Dans cet article, je veux m’intéresser à la mise en spectacle du parkour par des acteurs qui ne sont pas eux-mêmes des pratiquants. Certes, on connait bien la mise en spectacle par les pratiquant.e.s eux-mêmes. Cette mise en spectacle a toujours posé des questions, notamment parce qu’il y a une tension entre les aspects viraux qui font que le parkour se diffuse (penser à l’image donnée du parkour dans les films qui l’ont diffusé dans le monde) et des aspects plus terre à terre qui font que le parkour peut être enseigné et pratiqué en sécurité, est toléré par les habitants, est considéré comme une activité légitime, etc.

Cependant, à mon avis le problème prend une ampleur différente et pose de nouvelles questions dès lors qu’il s’agit d’une mise en spectacle par des acteurs externes. Tandis que les traceurs.euses doivent se débrouiller avec l’image qu’ils donnent eux-mêmes de la discipline, des acteurs externes ont une responsabilité relativement faible, peuvent aisément se désolidariser de la discipline le cas échant, et ne sont jamais confrontés à la question de la transmission et de l’enseignement de la discipline. En un sens, ils peuvent donc modeler une image spectaculaire, profiter des éventuelles retombées positives sans pour autant avoir à assumer les aspects négatifs. Dans sa thèse[1], Julie Angel mentionne le cas de l’entreprise Shell, dont les abords du siège à Londres sont devenus un spot de parkour. L’entreprise interdit la pratique sur ce spot, alors qu’elle a utilisé le parkour pour sa publicité notamment en invitant Sébastien Foucan à participer à une performance dans ce lieu. C’est à des situations de ce type auxquelles je veux m’intéresser ici.

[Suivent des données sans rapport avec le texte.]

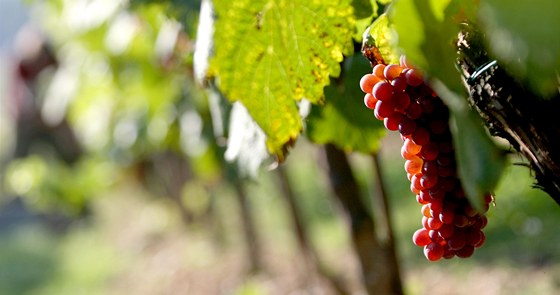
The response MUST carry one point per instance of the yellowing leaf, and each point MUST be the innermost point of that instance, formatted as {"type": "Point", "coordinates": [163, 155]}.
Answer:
{"type": "Point", "coordinates": [270, 54]}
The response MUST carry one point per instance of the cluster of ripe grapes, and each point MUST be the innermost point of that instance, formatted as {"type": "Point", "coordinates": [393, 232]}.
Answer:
{"type": "Point", "coordinates": [400, 98]}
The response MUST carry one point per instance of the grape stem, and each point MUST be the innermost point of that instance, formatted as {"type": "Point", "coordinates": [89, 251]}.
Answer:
{"type": "Point", "coordinates": [512, 111]}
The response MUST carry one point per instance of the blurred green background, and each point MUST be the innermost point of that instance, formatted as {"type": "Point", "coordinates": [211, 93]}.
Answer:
{"type": "Point", "coordinates": [135, 198]}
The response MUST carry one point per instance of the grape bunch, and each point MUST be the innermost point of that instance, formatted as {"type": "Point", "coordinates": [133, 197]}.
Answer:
{"type": "Point", "coordinates": [451, 226]}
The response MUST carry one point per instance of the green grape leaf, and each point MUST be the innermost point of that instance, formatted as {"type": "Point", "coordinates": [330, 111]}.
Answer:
{"type": "Point", "coordinates": [480, 162]}
{"type": "Point", "coordinates": [345, 113]}
{"type": "Point", "coordinates": [426, 32]}
{"type": "Point", "coordinates": [270, 54]}
{"type": "Point", "coordinates": [384, 2]}
{"type": "Point", "coordinates": [525, 37]}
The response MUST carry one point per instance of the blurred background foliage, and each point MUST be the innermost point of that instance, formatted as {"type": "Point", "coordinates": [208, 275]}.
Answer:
{"type": "Point", "coordinates": [114, 180]}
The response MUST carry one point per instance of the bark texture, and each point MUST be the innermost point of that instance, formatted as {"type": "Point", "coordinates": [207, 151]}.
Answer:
{"type": "Point", "coordinates": [512, 111]}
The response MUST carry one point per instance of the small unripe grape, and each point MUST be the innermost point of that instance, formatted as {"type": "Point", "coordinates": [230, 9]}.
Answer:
{"type": "Point", "coordinates": [413, 77]}
{"type": "Point", "coordinates": [433, 251]}
{"type": "Point", "coordinates": [367, 82]}
{"type": "Point", "coordinates": [420, 237]}
{"type": "Point", "coordinates": [392, 71]}
{"type": "Point", "coordinates": [382, 91]}
{"type": "Point", "coordinates": [378, 71]}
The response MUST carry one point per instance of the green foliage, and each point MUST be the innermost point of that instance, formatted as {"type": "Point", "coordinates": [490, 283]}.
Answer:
{"type": "Point", "coordinates": [525, 38]}
{"type": "Point", "coordinates": [345, 113]}
{"type": "Point", "coordinates": [54, 186]}
{"type": "Point", "coordinates": [270, 54]}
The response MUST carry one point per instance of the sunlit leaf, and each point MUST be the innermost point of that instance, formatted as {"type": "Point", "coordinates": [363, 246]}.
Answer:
{"type": "Point", "coordinates": [270, 54]}
{"type": "Point", "coordinates": [344, 120]}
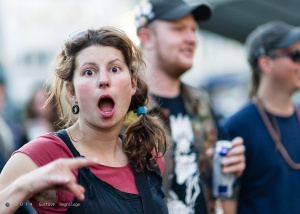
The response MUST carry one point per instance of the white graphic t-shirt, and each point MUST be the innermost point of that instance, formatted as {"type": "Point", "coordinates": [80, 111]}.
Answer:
{"type": "Point", "coordinates": [185, 196]}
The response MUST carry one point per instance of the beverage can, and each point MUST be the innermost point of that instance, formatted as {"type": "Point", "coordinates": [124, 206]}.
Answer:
{"type": "Point", "coordinates": [222, 183]}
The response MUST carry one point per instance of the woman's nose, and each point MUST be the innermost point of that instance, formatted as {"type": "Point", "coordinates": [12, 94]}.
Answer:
{"type": "Point", "coordinates": [103, 80]}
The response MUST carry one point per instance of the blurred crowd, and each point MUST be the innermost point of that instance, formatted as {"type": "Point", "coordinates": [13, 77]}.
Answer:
{"type": "Point", "coordinates": [34, 119]}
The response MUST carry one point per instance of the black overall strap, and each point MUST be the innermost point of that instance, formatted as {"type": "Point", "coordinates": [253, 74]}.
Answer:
{"type": "Point", "coordinates": [145, 193]}
{"type": "Point", "coordinates": [62, 134]}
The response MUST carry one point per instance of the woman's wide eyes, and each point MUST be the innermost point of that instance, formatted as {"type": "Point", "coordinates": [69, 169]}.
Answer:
{"type": "Point", "coordinates": [115, 69]}
{"type": "Point", "coordinates": [89, 72]}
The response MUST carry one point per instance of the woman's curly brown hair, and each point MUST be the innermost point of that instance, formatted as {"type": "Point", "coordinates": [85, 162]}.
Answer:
{"type": "Point", "coordinates": [145, 139]}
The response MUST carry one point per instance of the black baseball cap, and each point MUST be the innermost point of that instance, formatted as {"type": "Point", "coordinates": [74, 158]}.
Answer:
{"type": "Point", "coordinates": [169, 10]}
{"type": "Point", "coordinates": [270, 36]}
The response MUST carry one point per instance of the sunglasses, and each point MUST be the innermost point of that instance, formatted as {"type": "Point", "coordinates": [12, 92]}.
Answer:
{"type": "Point", "coordinates": [294, 55]}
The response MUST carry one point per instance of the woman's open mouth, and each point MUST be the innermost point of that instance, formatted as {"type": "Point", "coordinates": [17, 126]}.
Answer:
{"type": "Point", "coordinates": [106, 106]}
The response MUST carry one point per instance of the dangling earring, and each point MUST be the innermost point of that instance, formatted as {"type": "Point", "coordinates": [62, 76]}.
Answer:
{"type": "Point", "coordinates": [75, 108]}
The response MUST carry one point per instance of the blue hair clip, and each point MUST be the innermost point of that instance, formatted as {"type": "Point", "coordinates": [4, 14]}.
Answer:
{"type": "Point", "coordinates": [141, 110]}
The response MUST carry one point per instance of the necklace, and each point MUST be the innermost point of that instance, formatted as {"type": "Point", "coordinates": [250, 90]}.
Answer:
{"type": "Point", "coordinates": [275, 132]}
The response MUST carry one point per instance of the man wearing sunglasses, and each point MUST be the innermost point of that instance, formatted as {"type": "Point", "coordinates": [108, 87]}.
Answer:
{"type": "Point", "coordinates": [270, 122]}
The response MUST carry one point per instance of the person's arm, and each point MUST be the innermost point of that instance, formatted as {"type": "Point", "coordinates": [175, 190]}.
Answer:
{"type": "Point", "coordinates": [234, 162]}
{"type": "Point", "coordinates": [57, 174]}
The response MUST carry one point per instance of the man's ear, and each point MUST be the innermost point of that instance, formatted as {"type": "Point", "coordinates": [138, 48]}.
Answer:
{"type": "Point", "coordinates": [265, 63]}
{"type": "Point", "coordinates": [145, 37]}
{"type": "Point", "coordinates": [71, 91]}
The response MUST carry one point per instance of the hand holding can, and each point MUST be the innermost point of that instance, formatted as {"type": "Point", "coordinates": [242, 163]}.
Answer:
{"type": "Point", "coordinates": [222, 183]}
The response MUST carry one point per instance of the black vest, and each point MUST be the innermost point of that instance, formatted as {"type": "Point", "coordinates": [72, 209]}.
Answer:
{"type": "Point", "coordinates": [101, 197]}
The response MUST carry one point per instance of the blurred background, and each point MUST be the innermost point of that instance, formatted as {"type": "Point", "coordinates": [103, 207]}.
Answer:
{"type": "Point", "coordinates": [32, 31]}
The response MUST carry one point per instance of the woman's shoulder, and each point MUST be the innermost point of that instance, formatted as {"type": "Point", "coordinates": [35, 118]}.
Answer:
{"type": "Point", "coordinates": [45, 148]}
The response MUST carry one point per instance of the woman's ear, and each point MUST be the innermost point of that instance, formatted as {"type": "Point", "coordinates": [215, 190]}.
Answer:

Trois exemples d’utilisation spectaculaire du parkour #

Je propose de discuter trois cas provenant de la ville de Lausanne. Dans le premier cas, la ville avait utilisé une installation lumineuse (Run Beyond) représentant manifestement le parkour, avec un traceur sautant de toit en toit. Cette installation se trouvait entre deux bâtiments, dans le quartier du Flon. Ce quartier est un quartier commercial privé, et les traceurs avaient l’habitude de se faire chasser par des agents de sécurité. Plus récemment, le quartier s’est gentrifié et une partie du spot le plus important du Flon a été démoli pour laisser place à un nouveau bâtiment. La même installation artistique a été présentée à Amsterdam, et le site du festival la décrit ainsi : « 'Run Beyond' is a work that focuses on the leap that we all have to make, sooner or later: the leap to freedom. Which freedom that is, [the artist] doesn’t specify, that is up to the spectator to decide. »[2] Visiblement, tout le monde ne l’a pas interprété comme la liberté de s’approprier l’espace urbain et d’en faire un usage ludique.

Run Beyond, 2016

Dans un second cas, le service des sports de la ville a utilisé du parkour dans un clip promotionnel [3]. A ce moment-là, aucune des deux associations de parkour de la ville n’apparaissait dans l’offre sportive du service. Ce n’est pourtant pas faute d’avoir essayé : pour ce qui est de Parkour Lausanne, l’association dont je suis président, cela faisait déjà plusieurs mois que nous insistions pour apparaitre sur leur site parmi les autres clubs proposant des activités physiques. Plusieurs mois après notre première demande, le service n’avait même pas daigné nous répondre. Ce n’est qu’après avoir rendu la chose publique, créé un mini scandale, harcelé le service par des mails et appels téléphoniques, ainsi qu’avec l'appui de plusieurs personnes indépendantes, que le service s’est enfin plié à notre demande.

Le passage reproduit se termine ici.